That is one of the biggest questions executors and their tax preparers are asking themselves following passage of the Surface Transportation and Veterans Health Care Choice Improvement Act (Pub. L. No. 114-41).
The law requires consistent basis reporting for estates and beneficiaries that receive property from an estate. It also imposes an obligation on executors to give the Internal Revenue Service and beneficiaries statements of valuation on the property received from an estate.
Many clients aren't required to file an estate tax return (Form 706, United States Estate (and Generation-Skipping Transfer) Tax Return—other than to claim portability—because they fall below the current $5.43 million threshold for having to pay estate tax.
Portability allows for the transfer of the unused estate and gift tax exemption from the deceased spouse to a surviving spouse, a popular option that allows spouses to combine their exemptions. However, that could change if estates now have to deal with basis reporting as well.
Where the IRS comes out on requiring statements for returns filed to claim portability may change the decision about whether to use portability at all, Elizabeth Glasgow, counsel with Venable LLP, told Bloomberg BNA Sept. 24.
“It really can cause the cost of filing the estate tax return to be quite a bit higher, and filing estate tax returns is already expensive,” she said. “It may deter people from filing a return who would otherwise take advantage of portability.”
Glasgow said another problem is that the law provided no de minimis exception related to which assets are to be excluded.
It obviously isn't intended that every knick-knack in a home is meant to be covered, Glasgow said, but the law doesn't spell that out. Therefore, it puts an obligation on the executor to determine the value for assets on which a formal evaluation wouldn't historically have been done.
My Basis Versus Your Basis
The provision was brought about because of a disparity between what was being reported on estate tax returns and what beneficiaries were reporting on their income tax returns.

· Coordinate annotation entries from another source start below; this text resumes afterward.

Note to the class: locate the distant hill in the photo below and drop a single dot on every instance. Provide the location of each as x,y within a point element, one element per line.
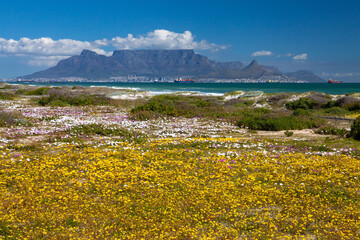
<point>172,63</point>
<point>306,76</point>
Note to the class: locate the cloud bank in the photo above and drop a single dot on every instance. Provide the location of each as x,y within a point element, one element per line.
<point>261,53</point>
<point>300,57</point>
<point>164,39</point>
<point>47,52</point>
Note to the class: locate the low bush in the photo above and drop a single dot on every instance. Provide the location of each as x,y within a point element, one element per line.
<point>346,101</point>
<point>288,133</point>
<point>10,118</point>
<point>267,122</point>
<point>278,97</point>
<point>62,97</point>
<point>302,112</point>
<point>353,107</point>
<point>176,105</point>
<point>6,96</point>
<point>336,111</point>
<point>330,104</point>
<point>355,129</point>
<point>329,130</point>
<point>319,99</point>
<point>302,103</point>
<point>111,131</point>
<point>38,91</point>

Under prior law, an estate tax return could report the fair market value of property at one amount—say $1 million for a home—at the time of the decedent's death; but the beneficiary who received the property could claim that the fair market value of the property at the decedent's death was higher—say $1.2 million for the same home.
“Since the fair market value at the decedent's date of death determines the income tax basis of the property for the beneficiary, if the beneficiary were to sell the inherited home for $1.2 million, the calculation of the beneficiary's capital gain on the sale would be substantially impacted by which income tax basis was used to report the sale,” Glasgow said.
That could mean a loss of income for the government, which was already having trouble tracking the differences between estate tax returns and beneficiary income tax returns.
New Computer System
At a recent tax conference, Catherine Hughes, Treasury Department estate and gift tax attorney-adviser, offered no clues as to where the IRS might be going on the question of whether portability returns would fall under the new reporting regime. However, she did say administering the new reporting will be difficult (183 DTR G-1, 9/22/15).
“The IRS currently has no computer system that correlates the estate tax regime with the income tax regime,” Hughes said Sept. 18. “Everything is done by hand. So this is requiring the Service to establish a whole new computer system, which takes times and money they don't have.” She described it as “a big push.”
The immediate effective date of the law was as much of a surprise to the IRS as it is was to estates, Hughes said.
The statements are required to be filed no later than the earlier of 30 days after the due date of the estate tax return, or 30 days after the return has actually been filed. That means that the first statements would have been due Aug. 30, she said.
Notice 2015-57 was designed to push the due dates back for any statements that would have been due by Feb. 29, 2016. Those statements won't be due until Feb. 29, 2016. Don't file early, Hughes said, until draft forms and instructions are out. That isn't expected until the first or second week of January.
However, the proposed rules probably won't be out by then, so she said the forms may not answer everyone's questions.